Rethink how we monitor and maintain our mirror pool
Rationale
The current way we do this, with check-mirror.rb
run multiple times a day on our infra, was very specific to the needs of our previous setup. It reports over email. This is noisy, makes the mirror pool maintenance work tedious and costly in terms of context-switches, and does not easily give a historical perspective.
Now that me have Mirrorbits (#18263 (closed)), perhaps we don't need exactly that anymore.
I think we should take a step back, build a list of our current needs, and figure out what's a good way to address them.

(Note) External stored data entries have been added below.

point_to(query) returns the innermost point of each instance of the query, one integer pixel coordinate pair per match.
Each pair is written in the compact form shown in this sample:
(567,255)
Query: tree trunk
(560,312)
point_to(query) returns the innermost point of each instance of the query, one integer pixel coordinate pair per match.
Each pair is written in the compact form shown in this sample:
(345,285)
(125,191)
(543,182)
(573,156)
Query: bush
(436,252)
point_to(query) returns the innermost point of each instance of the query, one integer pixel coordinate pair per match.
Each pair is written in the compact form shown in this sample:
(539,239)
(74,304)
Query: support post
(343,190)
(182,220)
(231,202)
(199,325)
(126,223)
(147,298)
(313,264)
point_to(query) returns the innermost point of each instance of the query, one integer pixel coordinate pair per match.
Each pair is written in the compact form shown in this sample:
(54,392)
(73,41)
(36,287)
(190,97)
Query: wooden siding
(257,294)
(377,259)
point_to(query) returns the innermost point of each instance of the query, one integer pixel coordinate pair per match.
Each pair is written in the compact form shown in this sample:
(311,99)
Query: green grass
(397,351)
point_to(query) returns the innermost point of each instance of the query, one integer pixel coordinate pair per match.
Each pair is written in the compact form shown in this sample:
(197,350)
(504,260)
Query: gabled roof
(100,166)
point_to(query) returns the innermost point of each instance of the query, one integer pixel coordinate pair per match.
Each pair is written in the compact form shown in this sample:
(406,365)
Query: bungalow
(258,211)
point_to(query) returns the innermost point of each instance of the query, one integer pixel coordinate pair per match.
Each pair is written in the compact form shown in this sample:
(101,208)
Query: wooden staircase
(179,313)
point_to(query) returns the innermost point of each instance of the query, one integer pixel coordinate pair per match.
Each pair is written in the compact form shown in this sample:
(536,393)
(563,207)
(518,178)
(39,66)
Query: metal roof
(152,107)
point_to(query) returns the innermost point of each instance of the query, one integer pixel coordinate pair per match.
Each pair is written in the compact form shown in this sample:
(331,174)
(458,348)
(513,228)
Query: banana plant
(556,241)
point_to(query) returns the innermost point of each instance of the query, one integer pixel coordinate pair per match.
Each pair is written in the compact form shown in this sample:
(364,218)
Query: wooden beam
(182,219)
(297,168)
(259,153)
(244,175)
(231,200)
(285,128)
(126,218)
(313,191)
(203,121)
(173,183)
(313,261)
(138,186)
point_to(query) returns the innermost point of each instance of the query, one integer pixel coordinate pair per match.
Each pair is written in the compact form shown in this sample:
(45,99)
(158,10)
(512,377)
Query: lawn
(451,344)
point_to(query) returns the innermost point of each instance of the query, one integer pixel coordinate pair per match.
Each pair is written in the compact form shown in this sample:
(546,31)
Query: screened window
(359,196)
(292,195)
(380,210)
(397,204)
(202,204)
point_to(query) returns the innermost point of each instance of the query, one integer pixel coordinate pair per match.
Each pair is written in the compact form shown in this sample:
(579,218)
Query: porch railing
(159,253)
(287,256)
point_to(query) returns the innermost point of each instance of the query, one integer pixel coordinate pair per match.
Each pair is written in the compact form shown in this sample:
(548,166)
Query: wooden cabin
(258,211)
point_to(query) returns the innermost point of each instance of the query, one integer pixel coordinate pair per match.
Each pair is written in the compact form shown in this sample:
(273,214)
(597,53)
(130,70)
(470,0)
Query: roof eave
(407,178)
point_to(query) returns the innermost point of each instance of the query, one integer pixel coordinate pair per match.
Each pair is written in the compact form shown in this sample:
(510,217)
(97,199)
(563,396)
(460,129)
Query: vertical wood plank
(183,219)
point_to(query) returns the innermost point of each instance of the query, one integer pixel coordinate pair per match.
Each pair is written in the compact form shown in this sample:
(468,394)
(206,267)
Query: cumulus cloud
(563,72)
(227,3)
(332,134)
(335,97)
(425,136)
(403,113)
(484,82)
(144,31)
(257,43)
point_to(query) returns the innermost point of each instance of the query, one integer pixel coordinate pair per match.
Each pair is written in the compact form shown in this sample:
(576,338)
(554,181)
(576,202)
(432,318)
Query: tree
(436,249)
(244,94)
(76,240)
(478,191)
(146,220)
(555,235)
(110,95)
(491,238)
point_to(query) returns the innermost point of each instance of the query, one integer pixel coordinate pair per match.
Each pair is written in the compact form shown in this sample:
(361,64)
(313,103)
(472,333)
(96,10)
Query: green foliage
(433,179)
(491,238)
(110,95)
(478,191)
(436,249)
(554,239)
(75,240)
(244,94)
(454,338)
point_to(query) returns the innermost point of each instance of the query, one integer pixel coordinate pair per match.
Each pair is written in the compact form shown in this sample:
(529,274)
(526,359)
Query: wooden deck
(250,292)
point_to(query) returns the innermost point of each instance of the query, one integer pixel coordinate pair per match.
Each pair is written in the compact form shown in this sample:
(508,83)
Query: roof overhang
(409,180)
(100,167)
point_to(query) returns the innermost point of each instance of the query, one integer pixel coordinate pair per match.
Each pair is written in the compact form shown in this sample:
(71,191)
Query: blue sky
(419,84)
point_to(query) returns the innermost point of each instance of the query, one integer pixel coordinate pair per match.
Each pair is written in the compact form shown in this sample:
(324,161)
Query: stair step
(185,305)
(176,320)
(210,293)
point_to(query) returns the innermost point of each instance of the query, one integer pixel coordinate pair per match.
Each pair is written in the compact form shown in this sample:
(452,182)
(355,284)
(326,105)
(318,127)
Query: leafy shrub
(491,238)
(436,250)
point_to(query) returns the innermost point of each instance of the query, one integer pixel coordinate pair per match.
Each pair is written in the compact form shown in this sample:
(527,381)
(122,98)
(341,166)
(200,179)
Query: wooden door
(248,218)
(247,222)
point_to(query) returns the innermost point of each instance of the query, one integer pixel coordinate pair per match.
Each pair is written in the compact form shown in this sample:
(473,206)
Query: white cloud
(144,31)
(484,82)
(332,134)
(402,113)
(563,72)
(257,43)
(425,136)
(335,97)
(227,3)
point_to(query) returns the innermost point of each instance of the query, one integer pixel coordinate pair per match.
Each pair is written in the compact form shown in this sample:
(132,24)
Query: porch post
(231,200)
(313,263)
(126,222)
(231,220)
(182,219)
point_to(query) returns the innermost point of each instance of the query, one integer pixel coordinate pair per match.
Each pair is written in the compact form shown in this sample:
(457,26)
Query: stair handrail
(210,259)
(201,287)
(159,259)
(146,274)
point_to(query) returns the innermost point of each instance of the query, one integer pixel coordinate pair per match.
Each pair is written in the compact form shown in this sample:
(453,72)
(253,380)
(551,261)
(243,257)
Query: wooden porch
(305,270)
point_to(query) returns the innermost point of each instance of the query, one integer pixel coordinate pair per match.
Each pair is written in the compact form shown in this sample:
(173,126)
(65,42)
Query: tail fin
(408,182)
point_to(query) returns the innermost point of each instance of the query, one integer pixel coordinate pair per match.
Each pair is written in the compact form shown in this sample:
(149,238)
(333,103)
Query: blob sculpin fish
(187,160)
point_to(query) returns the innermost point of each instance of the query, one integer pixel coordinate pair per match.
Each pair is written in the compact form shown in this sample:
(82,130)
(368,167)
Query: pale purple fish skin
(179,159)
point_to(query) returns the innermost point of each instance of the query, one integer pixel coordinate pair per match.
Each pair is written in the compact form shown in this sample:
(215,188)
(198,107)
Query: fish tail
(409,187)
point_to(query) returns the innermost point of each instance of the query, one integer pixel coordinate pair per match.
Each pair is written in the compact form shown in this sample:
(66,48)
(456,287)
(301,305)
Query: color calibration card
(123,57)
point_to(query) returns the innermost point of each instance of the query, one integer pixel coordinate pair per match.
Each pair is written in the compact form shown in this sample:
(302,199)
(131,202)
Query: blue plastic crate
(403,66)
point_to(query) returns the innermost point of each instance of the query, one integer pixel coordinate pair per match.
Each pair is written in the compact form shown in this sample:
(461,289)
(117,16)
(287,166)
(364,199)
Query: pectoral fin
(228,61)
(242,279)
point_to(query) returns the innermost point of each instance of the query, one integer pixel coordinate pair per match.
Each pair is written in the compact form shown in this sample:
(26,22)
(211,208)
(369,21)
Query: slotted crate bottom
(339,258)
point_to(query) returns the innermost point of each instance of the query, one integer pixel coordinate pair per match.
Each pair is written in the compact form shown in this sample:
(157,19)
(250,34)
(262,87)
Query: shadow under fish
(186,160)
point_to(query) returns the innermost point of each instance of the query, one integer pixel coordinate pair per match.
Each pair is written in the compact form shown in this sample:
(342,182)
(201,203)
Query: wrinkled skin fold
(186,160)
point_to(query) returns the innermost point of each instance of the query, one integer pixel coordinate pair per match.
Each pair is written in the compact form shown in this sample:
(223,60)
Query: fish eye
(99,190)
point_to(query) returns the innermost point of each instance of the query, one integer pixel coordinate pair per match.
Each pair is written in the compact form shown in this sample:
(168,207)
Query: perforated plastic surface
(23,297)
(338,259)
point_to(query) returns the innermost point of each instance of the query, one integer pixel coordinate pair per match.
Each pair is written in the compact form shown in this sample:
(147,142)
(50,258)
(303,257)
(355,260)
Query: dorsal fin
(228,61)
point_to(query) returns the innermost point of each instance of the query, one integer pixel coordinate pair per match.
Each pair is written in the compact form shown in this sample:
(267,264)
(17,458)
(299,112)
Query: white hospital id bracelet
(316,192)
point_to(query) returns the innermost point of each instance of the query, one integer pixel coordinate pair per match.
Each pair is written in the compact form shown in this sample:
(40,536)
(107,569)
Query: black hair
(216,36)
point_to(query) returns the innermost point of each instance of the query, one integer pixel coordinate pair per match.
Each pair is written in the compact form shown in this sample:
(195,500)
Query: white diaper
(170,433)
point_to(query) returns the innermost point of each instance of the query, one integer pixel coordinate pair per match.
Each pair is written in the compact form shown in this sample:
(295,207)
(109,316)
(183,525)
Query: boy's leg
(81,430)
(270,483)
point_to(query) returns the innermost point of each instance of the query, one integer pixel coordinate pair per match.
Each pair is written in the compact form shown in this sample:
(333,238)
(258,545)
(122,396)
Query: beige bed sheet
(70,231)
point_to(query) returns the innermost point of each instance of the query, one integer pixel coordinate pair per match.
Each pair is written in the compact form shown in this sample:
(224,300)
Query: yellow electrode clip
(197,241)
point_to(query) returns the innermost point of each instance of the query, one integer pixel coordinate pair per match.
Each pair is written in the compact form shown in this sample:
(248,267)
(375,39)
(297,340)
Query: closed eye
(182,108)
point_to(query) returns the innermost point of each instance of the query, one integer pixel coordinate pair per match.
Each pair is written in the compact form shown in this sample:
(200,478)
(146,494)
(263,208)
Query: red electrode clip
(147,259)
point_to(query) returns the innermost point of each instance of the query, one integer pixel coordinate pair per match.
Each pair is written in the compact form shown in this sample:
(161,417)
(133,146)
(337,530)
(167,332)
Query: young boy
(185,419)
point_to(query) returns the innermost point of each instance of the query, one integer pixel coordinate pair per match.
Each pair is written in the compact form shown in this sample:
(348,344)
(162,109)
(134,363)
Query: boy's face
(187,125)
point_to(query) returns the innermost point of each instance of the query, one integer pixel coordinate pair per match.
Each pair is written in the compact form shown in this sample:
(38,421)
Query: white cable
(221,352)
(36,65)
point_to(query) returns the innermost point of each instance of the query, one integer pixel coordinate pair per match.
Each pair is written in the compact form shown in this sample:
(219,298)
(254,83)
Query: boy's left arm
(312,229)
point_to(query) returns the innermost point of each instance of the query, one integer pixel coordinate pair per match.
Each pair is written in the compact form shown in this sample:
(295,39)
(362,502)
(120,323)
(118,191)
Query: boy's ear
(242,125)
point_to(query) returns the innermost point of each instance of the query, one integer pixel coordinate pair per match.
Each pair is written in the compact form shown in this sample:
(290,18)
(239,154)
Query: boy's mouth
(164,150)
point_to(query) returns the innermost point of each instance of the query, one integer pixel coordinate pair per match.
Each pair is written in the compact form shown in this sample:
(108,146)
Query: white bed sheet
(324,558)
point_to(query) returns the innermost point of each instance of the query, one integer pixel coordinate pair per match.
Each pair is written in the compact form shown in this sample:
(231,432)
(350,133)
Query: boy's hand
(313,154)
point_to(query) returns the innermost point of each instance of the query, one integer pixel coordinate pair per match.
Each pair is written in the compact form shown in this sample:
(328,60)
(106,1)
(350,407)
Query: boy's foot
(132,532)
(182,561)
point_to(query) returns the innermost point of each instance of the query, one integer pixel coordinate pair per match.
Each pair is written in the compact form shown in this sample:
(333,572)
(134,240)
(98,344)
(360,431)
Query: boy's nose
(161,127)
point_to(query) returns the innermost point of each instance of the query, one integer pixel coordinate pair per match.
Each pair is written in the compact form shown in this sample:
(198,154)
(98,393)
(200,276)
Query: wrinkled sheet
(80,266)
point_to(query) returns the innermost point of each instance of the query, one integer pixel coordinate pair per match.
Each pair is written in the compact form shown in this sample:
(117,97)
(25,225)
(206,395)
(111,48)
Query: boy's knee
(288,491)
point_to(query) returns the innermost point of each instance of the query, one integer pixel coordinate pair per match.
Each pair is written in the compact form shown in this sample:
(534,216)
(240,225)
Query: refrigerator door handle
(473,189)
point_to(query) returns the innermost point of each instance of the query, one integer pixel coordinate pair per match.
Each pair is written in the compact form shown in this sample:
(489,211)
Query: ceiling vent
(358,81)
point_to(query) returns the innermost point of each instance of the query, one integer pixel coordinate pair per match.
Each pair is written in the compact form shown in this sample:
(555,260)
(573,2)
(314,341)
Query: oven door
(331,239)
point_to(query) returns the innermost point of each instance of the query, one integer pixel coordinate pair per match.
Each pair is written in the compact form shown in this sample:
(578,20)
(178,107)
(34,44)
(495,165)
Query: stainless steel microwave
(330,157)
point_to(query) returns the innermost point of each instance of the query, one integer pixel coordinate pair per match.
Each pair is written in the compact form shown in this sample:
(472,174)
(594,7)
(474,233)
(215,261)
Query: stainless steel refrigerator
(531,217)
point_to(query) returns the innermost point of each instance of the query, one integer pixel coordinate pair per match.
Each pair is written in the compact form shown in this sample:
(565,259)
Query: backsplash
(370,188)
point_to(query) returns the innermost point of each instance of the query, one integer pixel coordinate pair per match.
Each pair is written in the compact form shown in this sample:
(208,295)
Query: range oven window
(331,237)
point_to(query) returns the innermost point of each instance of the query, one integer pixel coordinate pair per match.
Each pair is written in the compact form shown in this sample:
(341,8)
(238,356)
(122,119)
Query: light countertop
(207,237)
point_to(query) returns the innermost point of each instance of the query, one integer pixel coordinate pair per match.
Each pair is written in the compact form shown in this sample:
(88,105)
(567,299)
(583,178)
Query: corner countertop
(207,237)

And then this will inform us wrt. what kind of maintenance is needed nowadays, which will surely impact Define the work of the Mirrors Team and reconsi... (#16930 - closed), and possibly who's responsible for said maintenance.
Needs
Users
Scope: ISO & USB images, and IUKs
-
[U-reliability]
I can download the correct data reliably. -
[U-speed]
I can download quickly (my Internet connection and Tor circuit are the bottlenecks). -
[U-safety]
I'm safe against a compromised mirror that serves incorrect data.
Release Managers
Our release process currently uses check-mirrors.rb
in several ways. The way it's currently done is outdated (Adjust the release process: downloads are now d... (#19335 - closed)), but the underlying needs is basically always the same:
-
[RM-freshness]
I can tell whether enough fast mirrors have the new images so I can send a call for testing to tails-testers@boum.org, ask manual testers to do the "Incremental upgrades" test, and release.
Mirror pool maintainers
- Ensure our mirror pool adequately serves the needs of the other stakeholders listed in this section.
-
[Maint-health]
We can detect issues about the general health of our mirror pool (e.g. not enough up-to-date, fast, and reliable mirrors)
Status quo
Here's what we currently have and how it addresses the needs listed above.
Safety
Downloads are checked on the client side (JS on our website, Upgrader), so [U-safety]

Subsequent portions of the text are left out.